(Lc 11,1-4): Sucedió que, estando Jesús orando en cierto lugar, cuando terminó, le dijo uno de sus discípulos: «Señor, enséñanos a orar, como enseñó Juan a sus discípulos». Él les dijo: «Cuando oréis, decid: Padre, santificado sea tu Nombre, venga tu Reino, danos cada día nuestro pan cotidiano, y perdónanos nuestros pecados porque también nosotros perdonamos a todo el que nos debe, y no nos dejes caer en tentación».
Los discípulos son como niños, unas esponjas donde todo va calando. Intentan hacer lo que ven. Observan a Jesús que se retira a orar, y ellos le piden que les enseñe a hacerlo. Una vez más se confirma que predicar con el ejemplo es la mejor enseñanza. En esto también es un Maestro.
Ellos ven cómo busca la soledad para hacerlo, cómo deja las multitudes cuando más le aclaman y se retira para, en el silencio, hablar con Dios. Por eso, sienten también la necesidad de hacerlo.
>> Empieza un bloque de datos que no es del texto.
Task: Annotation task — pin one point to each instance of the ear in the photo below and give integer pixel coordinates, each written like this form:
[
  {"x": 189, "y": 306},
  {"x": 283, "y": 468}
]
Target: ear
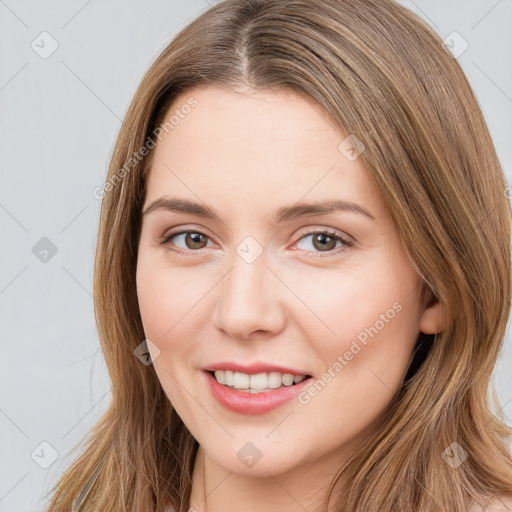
[{"x": 433, "y": 318}]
De alguna forma es lo que ellos ya hacían, pero sin ser conscientes. Porque, ¿no es orar hablar con el Señor, descubrirle sus deseos, sus pensamientos, sus problemas, sus dudas, sus temores? Eso lo hacían ya. Vivían en amistad con el Maestro, tenían con El una gran intimidad, le querían, y de una y otra manera se lo decían, estaban orando sin darse cuenta. Solo les faltaba saber que aquel a quien seguían y querían era Dios.
Pero aquella petición suya nos ha dejado a todos la mejor de las oraciones. Ya la hemos analizado en estos comentarios algunas veces intentando desentrañar partes de sus contenidos. Santa Teresa, hablando de esta oración, dice que no puede meditar en ella porque se queda extasiada en las primeras palabras: Padre Nuestro. Intentemos hoy quedarnos un rato contemplando todo el entramado interior y exterior que lleva consigo el decir “Padre Nuestro” y disfrutemos con ello, sin dejar atrás el compromiso que también lleva.